BTW… a neighbor of mine had malware on her PC. The PC was “scrubbed”, OS reinstalled, software re-installed from www, and data restored from a 3-week-old backup. She was hit with malware within days. I checked her old backup and discovered she had an infected data file from 4 months earlier that was set to infect her PC at a future date.
No, I do mean the backup you just took. (If you had an image backup from before the malware’s arrival, I would assume you would have restored that and this step moot).
The key is that you would only restore your data. Malware generally infects programs and system files, so don’t restore them. And yes, even restoring your data needs to be done carefully, but as you restore your anti-malware program should have an opportunity to flag something bad.
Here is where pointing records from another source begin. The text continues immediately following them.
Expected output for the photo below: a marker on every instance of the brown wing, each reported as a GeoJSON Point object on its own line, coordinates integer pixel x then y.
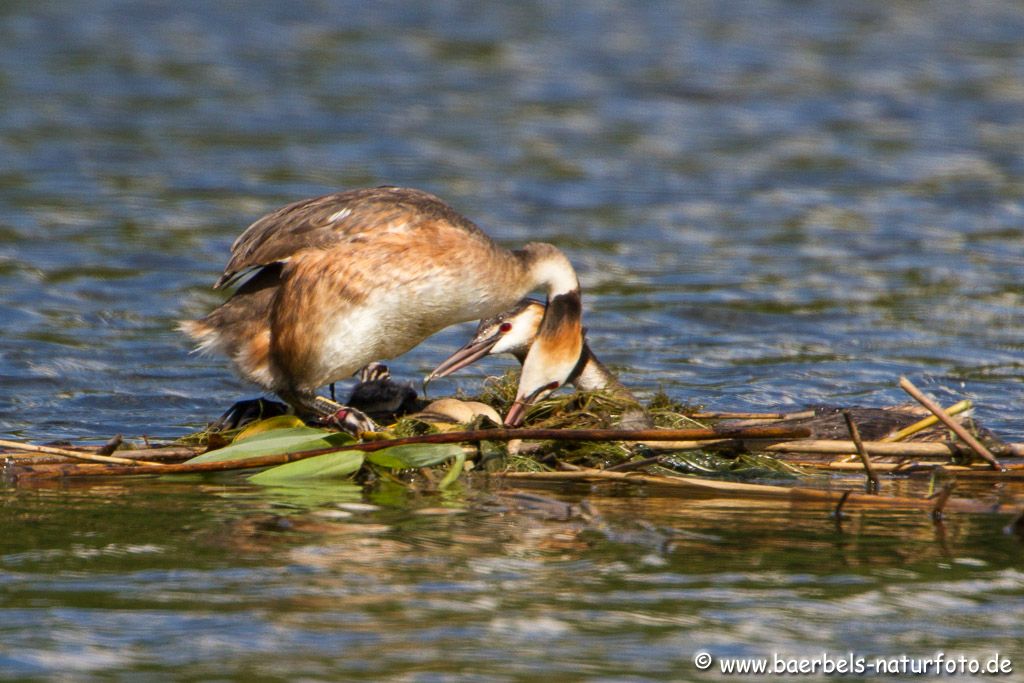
{"type": "Point", "coordinates": [324, 221]}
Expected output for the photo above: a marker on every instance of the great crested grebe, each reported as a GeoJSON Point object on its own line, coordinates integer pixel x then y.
{"type": "Point", "coordinates": [514, 332]}
{"type": "Point", "coordinates": [338, 282]}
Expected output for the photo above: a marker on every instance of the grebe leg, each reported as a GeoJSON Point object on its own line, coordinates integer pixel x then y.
{"type": "Point", "coordinates": [244, 412]}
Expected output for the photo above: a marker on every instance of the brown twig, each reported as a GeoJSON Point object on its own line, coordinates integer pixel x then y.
{"type": "Point", "coordinates": [872, 479]}
{"type": "Point", "coordinates": [634, 464]}
{"type": "Point", "coordinates": [956, 427]}
{"type": "Point", "coordinates": [838, 512]}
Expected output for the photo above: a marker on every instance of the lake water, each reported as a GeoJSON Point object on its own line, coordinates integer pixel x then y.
{"type": "Point", "coordinates": [769, 204]}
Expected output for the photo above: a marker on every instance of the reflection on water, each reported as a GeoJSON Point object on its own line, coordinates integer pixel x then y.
{"type": "Point", "coordinates": [770, 204]}
{"type": "Point", "coordinates": [760, 218]}
{"type": "Point", "coordinates": [480, 584]}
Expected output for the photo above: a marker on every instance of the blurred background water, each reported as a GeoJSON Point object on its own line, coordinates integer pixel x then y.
{"type": "Point", "coordinates": [770, 204]}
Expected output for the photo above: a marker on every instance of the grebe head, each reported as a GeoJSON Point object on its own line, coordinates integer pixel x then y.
{"type": "Point", "coordinates": [557, 351]}
{"type": "Point", "coordinates": [511, 332]}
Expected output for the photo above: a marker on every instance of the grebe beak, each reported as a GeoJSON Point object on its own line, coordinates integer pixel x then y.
{"type": "Point", "coordinates": [518, 411]}
{"type": "Point", "coordinates": [467, 355]}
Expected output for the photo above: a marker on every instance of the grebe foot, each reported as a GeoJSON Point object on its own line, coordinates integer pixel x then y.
{"type": "Point", "coordinates": [244, 412]}
{"type": "Point", "coordinates": [343, 418]}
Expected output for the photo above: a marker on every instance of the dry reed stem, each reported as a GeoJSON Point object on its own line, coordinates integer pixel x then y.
{"type": "Point", "coordinates": [69, 470]}
{"type": "Point", "coordinates": [956, 427]}
{"type": "Point", "coordinates": [92, 457]}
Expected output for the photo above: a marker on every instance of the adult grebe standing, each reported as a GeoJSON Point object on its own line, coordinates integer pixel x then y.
{"type": "Point", "coordinates": [341, 281]}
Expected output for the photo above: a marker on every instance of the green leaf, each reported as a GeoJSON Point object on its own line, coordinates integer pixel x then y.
{"type": "Point", "coordinates": [268, 424]}
{"type": "Point", "coordinates": [330, 466]}
{"type": "Point", "coordinates": [415, 455]}
{"type": "Point", "coordinates": [292, 439]}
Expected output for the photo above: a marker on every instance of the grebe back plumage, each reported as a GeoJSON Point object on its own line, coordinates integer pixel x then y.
{"type": "Point", "coordinates": [513, 332]}
{"type": "Point", "coordinates": [347, 279]}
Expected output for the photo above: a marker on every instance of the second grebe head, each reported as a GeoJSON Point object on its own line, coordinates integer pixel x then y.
{"type": "Point", "coordinates": [511, 332]}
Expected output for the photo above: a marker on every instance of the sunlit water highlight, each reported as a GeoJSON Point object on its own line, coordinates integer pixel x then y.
{"type": "Point", "coordinates": [769, 204]}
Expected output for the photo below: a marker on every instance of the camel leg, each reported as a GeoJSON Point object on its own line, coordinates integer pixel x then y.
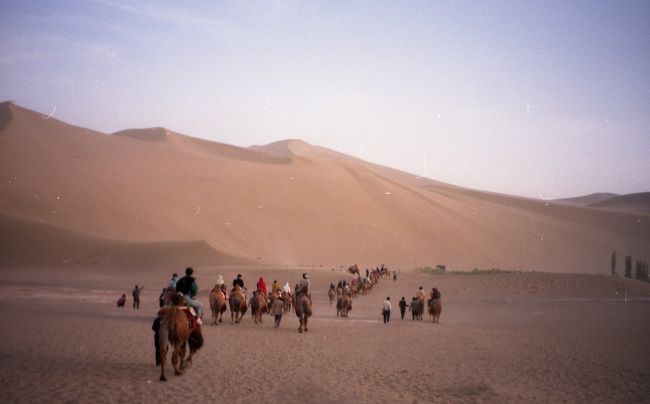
{"type": "Point", "coordinates": [177, 370]}
{"type": "Point", "coordinates": [181, 355]}
{"type": "Point", "coordinates": [163, 359]}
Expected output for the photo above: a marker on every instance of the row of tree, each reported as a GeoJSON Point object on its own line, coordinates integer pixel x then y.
{"type": "Point", "coordinates": [641, 270]}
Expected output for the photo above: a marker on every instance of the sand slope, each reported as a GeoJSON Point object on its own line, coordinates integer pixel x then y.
{"type": "Point", "coordinates": [515, 338]}
{"type": "Point", "coordinates": [289, 203]}
{"type": "Point", "coordinates": [27, 244]}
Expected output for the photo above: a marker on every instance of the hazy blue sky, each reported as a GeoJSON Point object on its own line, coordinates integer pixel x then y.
{"type": "Point", "coordinates": [536, 99]}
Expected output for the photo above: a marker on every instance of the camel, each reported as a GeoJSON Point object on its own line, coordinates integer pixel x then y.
{"type": "Point", "coordinates": [288, 302]}
{"type": "Point", "coordinates": [176, 329]}
{"type": "Point", "coordinates": [343, 305]}
{"type": "Point", "coordinates": [259, 306]}
{"type": "Point", "coordinates": [303, 311]}
{"type": "Point", "coordinates": [238, 305]}
{"type": "Point", "coordinates": [331, 294]}
{"type": "Point", "coordinates": [417, 309]}
{"type": "Point", "coordinates": [354, 269]}
{"type": "Point", "coordinates": [217, 305]}
{"type": "Point", "coordinates": [435, 308]}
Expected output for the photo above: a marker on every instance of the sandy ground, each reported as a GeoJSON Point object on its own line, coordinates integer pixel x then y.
{"type": "Point", "coordinates": [502, 338]}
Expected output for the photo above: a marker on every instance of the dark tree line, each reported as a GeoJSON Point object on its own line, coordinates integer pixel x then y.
{"type": "Point", "coordinates": [641, 269]}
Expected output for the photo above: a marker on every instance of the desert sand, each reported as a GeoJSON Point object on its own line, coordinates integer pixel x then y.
{"type": "Point", "coordinates": [502, 338]}
{"type": "Point", "coordinates": [287, 203]}
{"type": "Point", "coordinates": [85, 216]}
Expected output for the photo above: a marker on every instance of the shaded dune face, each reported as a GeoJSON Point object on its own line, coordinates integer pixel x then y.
{"type": "Point", "coordinates": [290, 203]}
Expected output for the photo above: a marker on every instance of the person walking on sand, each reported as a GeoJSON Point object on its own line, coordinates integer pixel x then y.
{"type": "Point", "coordinates": [386, 310]}
{"type": "Point", "coordinates": [188, 287]}
{"type": "Point", "coordinates": [402, 307]}
{"type": "Point", "coordinates": [304, 286]}
{"type": "Point", "coordinates": [136, 296]}
{"type": "Point", "coordinates": [155, 327]}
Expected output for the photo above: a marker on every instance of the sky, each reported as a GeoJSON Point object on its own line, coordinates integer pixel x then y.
{"type": "Point", "coordinates": [538, 99]}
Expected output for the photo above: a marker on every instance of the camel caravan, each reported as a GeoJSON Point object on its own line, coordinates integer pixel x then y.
{"type": "Point", "coordinates": [433, 304]}
{"type": "Point", "coordinates": [179, 323]}
{"type": "Point", "coordinates": [344, 292]}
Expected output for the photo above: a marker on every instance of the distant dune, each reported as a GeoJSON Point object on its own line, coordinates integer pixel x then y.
{"type": "Point", "coordinates": [288, 203]}
{"type": "Point", "coordinates": [635, 203]}
{"type": "Point", "coordinates": [587, 199]}
{"type": "Point", "coordinates": [26, 243]}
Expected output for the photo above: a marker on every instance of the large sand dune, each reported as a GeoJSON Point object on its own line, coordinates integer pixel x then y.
{"type": "Point", "coordinates": [289, 203]}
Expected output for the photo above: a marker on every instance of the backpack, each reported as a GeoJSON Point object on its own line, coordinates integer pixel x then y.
{"type": "Point", "coordinates": [184, 285]}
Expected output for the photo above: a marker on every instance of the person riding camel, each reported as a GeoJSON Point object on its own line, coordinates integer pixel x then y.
{"type": "Point", "coordinates": [221, 286]}
{"type": "Point", "coordinates": [238, 282]}
{"type": "Point", "coordinates": [287, 289]}
{"type": "Point", "coordinates": [304, 286]}
{"type": "Point", "coordinates": [275, 289]}
{"type": "Point", "coordinates": [435, 295]}
{"type": "Point", "coordinates": [261, 288]}
{"type": "Point", "coordinates": [189, 289]}
{"type": "Point", "coordinates": [421, 295]}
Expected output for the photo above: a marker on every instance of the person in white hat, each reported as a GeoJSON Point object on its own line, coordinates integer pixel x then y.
{"type": "Point", "coordinates": [304, 285]}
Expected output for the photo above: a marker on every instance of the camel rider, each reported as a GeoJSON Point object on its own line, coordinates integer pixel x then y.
{"type": "Point", "coordinates": [304, 285]}
{"type": "Point", "coordinates": [261, 288]}
{"type": "Point", "coordinates": [435, 294]}
{"type": "Point", "coordinates": [287, 289]}
{"type": "Point", "coordinates": [275, 289]}
{"type": "Point", "coordinates": [188, 288]}
{"type": "Point", "coordinates": [221, 285]}
{"type": "Point", "coordinates": [173, 281]}
{"type": "Point", "coordinates": [238, 282]}
{"type": "Point", "coordinates": [261, 285]}
{"type": "Point", "coordinates": [421, 295]}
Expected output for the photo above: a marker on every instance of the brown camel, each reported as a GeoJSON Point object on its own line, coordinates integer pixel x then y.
{"type": "Point", "coordinates": [288, 302]}
{"type": "Point", "coordinates": [331, 294]}
{"type": "Point", "coordinates": [303, 311]}
{"type": "Point", "coordinates": [343, 305]}
{"type": "Point", "coordinates": [259, 306]}
{"type": "Point", "coordinates": [176, 329]}
{"type": "Point", "coordinates": [435, 308]}
{"type": "Point", "coordinates": [217, 305]}
{"type": "Point", "coordinates": [238, 305]}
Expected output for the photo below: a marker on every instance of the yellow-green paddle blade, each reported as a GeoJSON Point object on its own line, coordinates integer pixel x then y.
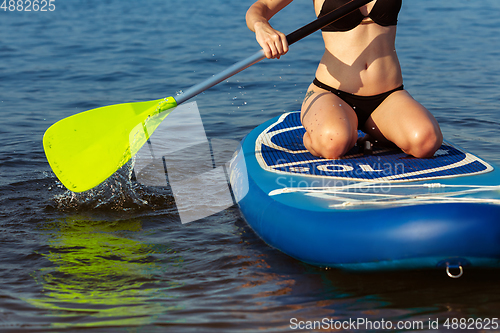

There’s also a very good chance you’ll realize that “I got infected when I opened this file” means don’t restore that file.
Leo is right as always. The thing I want to emphasize is that your computer being infected with virus is not “the” reason for buying a new computer. Ok, Leo explained that. But the basic reason is that even if you have a new computer, you still want to re-install your old data onto the new one. Do you have it? If you had not had a system of backup, then just go ahead and buy a new computer, and deal with the fallout. You may or may not have your data back. If you had backup, then you can follow Leo’s procedure, and nothing is lost except a bit of your time, so you don’t need a new computer.
There’s never a reason to get a new computer because of malware, no matter how bad it is. If you have a backup from before the infection, simply restore from that backup. If you don’t have a backup, perform a system image back up of the infected system to preserve your data. Reinstall Windows and your programs from their installation media. Copy the personal data from your backup.
If you are reading this article, you should never have to reinstall Windows because of malware, because if you’re paying attention ;-) , you will be doing regular system image backups and you’ll have a working system to restore to your machine.